There’s a few moving parts but it works surprisingly well. What helps is that Netlify has event-based Functions that can kick off from Identity events (a user logging in, a user signing up, etc.) and those Functions can be configured to run as ‘background functions’. Great for when you don’t want the sync process to prevent a user from signing in, but rather you want a background job to just make sure that user’s data is in sync with your second system :slight_smile:

Anyway, all that to say too, role-gated _redirects can be …touchy. Since they’re (httpOnly) cookie-based and can’t interface directly with javascript, the interop and workflow can be difficult. I encourage folks to go with the above route instead - using Identity JWTs to hit Functions (which get special powers when your site has Identity enabled) to serve private content. I think it’s more flexible and works better than creating static content that’s just role-gated. My 2c.


Jon

Ah so you’re serving SSR html layouts via Functions, based on Identity. That’s got to be slower than the host just serving static content.

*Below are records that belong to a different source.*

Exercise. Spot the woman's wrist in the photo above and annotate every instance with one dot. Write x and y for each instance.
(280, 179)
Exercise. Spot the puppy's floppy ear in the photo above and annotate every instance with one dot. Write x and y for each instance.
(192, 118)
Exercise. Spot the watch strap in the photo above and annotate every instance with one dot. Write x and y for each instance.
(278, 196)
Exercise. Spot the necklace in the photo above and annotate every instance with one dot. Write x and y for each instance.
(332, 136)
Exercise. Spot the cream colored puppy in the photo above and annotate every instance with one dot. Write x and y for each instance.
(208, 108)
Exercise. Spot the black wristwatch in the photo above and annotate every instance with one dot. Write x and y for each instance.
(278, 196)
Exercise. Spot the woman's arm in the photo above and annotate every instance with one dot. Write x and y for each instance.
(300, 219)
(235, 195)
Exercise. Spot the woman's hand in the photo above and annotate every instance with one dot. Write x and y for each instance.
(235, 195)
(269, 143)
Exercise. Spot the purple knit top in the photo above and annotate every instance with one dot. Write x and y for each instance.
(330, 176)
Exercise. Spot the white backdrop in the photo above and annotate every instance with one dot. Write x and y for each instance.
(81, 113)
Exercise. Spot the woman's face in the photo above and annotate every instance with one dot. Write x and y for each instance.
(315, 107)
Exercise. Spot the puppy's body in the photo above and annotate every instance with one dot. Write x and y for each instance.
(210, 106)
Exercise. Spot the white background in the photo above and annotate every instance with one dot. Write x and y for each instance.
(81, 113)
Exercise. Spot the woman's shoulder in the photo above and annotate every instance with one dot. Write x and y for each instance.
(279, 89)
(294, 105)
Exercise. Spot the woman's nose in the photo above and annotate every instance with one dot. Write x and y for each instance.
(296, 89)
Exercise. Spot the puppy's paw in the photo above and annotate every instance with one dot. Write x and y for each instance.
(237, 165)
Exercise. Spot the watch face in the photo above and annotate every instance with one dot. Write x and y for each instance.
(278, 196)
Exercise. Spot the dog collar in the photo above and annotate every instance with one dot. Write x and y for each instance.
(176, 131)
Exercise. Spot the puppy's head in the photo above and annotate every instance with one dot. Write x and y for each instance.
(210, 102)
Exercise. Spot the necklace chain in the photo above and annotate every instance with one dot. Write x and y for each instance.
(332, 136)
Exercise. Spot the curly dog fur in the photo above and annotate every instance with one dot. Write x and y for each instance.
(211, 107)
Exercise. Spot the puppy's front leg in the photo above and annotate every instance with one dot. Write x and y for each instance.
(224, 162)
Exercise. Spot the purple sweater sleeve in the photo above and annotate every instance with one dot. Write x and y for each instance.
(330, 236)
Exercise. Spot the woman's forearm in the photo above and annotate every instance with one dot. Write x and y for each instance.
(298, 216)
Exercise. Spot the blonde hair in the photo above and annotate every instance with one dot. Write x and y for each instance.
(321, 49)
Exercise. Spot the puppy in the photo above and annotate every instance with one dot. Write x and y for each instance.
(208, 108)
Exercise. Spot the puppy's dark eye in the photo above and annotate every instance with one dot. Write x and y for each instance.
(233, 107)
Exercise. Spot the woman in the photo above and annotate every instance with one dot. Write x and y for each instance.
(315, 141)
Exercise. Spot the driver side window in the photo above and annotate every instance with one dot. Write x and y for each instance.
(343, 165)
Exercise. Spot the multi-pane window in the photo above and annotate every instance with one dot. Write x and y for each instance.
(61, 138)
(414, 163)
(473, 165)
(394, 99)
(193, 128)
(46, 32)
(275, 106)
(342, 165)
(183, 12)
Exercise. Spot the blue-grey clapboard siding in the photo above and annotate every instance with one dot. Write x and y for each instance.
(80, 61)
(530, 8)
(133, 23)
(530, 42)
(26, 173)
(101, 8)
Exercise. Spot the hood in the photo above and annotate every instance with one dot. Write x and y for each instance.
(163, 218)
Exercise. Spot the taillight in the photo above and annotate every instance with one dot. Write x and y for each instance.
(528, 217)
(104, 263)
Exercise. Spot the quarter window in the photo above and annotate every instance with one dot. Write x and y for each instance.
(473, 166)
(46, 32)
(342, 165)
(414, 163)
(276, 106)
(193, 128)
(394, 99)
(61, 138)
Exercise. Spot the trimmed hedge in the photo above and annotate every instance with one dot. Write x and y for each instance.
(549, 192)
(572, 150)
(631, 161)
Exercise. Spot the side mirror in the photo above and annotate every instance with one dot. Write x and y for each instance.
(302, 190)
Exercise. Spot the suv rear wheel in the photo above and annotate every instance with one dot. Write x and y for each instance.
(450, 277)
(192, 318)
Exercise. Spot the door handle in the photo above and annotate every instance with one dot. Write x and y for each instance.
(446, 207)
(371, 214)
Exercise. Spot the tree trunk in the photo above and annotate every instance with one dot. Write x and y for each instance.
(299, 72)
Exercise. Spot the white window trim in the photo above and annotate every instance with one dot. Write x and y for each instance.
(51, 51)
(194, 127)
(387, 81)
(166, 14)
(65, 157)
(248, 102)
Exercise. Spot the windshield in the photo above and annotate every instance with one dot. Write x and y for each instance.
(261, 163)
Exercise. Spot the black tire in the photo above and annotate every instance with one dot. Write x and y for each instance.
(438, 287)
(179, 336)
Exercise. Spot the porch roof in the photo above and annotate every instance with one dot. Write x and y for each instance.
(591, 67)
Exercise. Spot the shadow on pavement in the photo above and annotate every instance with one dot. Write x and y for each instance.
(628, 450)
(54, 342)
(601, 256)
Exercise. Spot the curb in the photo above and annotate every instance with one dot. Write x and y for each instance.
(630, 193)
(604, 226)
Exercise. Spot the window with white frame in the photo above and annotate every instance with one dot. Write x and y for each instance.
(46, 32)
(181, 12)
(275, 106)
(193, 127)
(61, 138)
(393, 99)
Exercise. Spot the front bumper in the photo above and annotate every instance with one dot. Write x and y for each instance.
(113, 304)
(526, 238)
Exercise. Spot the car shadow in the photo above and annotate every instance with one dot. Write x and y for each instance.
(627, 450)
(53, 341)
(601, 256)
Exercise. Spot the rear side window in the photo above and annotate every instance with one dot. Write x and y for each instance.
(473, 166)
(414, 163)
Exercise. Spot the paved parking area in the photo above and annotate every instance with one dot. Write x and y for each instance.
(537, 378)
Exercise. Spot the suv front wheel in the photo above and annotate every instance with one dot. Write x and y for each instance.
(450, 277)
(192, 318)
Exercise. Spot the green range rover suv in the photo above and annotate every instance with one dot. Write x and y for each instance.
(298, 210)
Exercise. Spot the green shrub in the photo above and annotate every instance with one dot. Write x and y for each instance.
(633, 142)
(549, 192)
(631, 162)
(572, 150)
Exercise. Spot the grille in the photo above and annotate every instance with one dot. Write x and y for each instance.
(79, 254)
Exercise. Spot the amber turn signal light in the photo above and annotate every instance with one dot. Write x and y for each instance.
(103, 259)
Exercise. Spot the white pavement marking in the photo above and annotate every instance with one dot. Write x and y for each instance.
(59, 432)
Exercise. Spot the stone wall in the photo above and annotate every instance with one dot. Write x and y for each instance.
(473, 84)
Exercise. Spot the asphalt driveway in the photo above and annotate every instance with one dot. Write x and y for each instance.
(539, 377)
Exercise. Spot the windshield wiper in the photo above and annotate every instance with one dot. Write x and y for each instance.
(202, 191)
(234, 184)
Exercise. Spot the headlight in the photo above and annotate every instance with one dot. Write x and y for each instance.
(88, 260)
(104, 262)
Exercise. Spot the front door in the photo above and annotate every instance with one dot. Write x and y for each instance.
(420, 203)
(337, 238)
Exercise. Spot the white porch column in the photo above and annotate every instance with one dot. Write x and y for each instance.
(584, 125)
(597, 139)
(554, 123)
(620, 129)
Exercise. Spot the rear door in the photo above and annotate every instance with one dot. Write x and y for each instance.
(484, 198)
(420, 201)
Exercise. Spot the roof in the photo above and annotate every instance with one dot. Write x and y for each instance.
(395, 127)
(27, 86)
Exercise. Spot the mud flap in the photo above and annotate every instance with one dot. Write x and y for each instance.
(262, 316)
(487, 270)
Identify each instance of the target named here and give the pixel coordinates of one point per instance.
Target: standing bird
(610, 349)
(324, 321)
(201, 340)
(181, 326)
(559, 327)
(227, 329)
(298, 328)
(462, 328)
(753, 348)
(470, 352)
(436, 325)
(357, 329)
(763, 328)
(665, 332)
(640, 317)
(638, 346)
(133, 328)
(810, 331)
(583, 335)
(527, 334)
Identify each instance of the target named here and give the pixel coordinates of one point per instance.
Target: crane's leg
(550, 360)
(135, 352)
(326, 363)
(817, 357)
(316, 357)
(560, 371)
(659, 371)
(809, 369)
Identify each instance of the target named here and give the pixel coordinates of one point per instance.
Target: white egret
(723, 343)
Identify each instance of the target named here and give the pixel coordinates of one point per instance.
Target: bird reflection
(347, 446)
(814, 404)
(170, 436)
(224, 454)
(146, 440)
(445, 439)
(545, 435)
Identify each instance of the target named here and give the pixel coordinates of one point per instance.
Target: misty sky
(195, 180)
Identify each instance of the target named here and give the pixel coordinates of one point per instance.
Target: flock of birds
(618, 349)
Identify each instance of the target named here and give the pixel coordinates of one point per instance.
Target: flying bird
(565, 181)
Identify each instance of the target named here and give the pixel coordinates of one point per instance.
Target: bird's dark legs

To be able to redirect say /admin to /login at the server level, before any Functions run or html is served, is what I’m looking to achieve.

Also trying to avoid the synchronization routines that you’ve described above, if possible. However, good to know that that is working well for you.

I like the Event based Functions feature and background Functions features you mentioned, good work-arounds, but I would prefer just having one source of truth.

Yes, that’s the whole point, to have httpOnly secure cookie based tokens that can’t interact with javascript, that part is supposed to be difficult, strict. That is the most secure way to prevent XSS and CSRF, pass token information only in secure cookies, in the request headers between allowed domains. Letting the standard security protocols built into the browser do their thing.

Anyhow, rethinking strategies here.

Thanks for your helpful feedback. I’m sure it will be helpful to others as well.